A Land of Disenchantment, still

Filed under: News Shorts, Sense of place, Western Culture — Jodi Peterson at 5:17 pm on Wednesday, April 2, 2008
Jodi Peterson

Jodi Peterson

Associate Editor

Northern New Mexico is rich with tradition and beauty — pinon nut gathering, pilgrimages to a church known for its healing powers, dramatic landscapes captured on canvas by Georgia O’Keeffe. But another, darker tradition scars the lives of its residents — heroin addiction, at a rate four times the national average.

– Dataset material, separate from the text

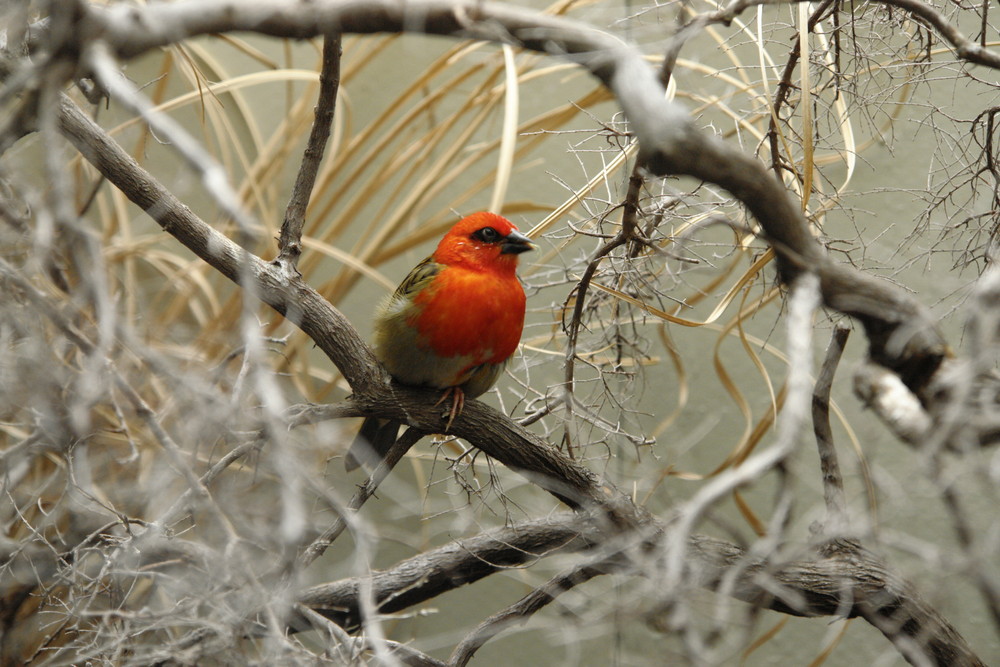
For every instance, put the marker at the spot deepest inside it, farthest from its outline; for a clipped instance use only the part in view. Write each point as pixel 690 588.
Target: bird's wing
pixel 421 276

The New York Times just ran a story examining this drug plague. The article quotes Angela Garcia, an anthropologist who in 2006 wrote a deeply personal story for HCN about the same topic (”Land of Disenchantment” won that year’s Nancy Dickerson Whitehead Award for reporting on drug and alcohol use). Angela described the messy and painful lives of addicts and their needless deaths from overdoses, and traces the drug use to a profound sense of loss among the Hispanic people of the region, whose families were pushed off their historical land grant properties more than a century ago:

Today, the Valley’s residents, many of whom are land-grant “heirs,” complain that their land was flat-out stolen. Decades-long battles to reclaim that land are still tied up in the courts. (Of course, these lands were also stolen from Native Americans by Spanish conquerors. And the Pueblo tribes in the Española Valley suffer a similar rate of addiction.)

The cruel irony is that the land that was “lost” is still there. Every Hispano can see it. It is upon the land grants that Los Alamos is built, that developers build adobe chalets for the upper middle class. And this is the land that is endlessly subdivided for mobile homes, the only “affordable housing” for the working poor in northern New Mexico today.

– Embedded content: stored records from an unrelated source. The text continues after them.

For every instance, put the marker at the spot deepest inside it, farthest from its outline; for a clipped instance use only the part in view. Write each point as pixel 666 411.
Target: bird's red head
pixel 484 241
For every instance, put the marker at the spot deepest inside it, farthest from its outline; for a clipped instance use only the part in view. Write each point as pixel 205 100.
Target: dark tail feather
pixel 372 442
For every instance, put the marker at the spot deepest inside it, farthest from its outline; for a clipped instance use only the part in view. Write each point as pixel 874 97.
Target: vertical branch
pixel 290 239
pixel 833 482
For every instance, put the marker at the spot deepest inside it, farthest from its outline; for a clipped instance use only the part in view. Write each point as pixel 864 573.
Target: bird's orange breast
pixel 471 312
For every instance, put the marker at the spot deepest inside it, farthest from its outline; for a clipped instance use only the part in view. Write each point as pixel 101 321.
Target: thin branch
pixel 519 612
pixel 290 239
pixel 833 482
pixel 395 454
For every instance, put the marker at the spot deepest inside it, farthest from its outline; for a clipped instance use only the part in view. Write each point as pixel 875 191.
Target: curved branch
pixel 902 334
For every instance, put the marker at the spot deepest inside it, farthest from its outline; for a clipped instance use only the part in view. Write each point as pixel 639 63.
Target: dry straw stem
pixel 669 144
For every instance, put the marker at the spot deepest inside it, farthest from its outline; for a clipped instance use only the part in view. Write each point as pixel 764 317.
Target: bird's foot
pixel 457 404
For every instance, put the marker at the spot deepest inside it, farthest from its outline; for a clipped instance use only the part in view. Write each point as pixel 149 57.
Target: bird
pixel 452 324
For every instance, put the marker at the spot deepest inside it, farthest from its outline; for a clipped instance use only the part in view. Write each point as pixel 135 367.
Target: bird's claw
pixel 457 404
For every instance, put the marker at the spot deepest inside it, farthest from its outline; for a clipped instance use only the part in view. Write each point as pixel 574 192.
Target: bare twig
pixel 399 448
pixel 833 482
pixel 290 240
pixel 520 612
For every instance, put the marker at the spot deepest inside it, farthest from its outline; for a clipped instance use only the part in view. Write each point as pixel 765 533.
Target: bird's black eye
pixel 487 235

We’re glad that another paper is calling national attention to this sad epidemic and the injustice that feeds it.

1 Comment »

Comment by Chris

April 6, 2008 @ 8:00 pm

Now it all makes sense! I had always thought that the reason I was singled out for name calling and fights in the schoolyard of Enos Garcia middle school was because I was a white kid in a primarily hispanic school, an outsider who made for an easy target. Now I can see that the cries of “gringo” and “honkey” along with the constant fights were just juvenile expression of the “profound sense of loss” they all felt.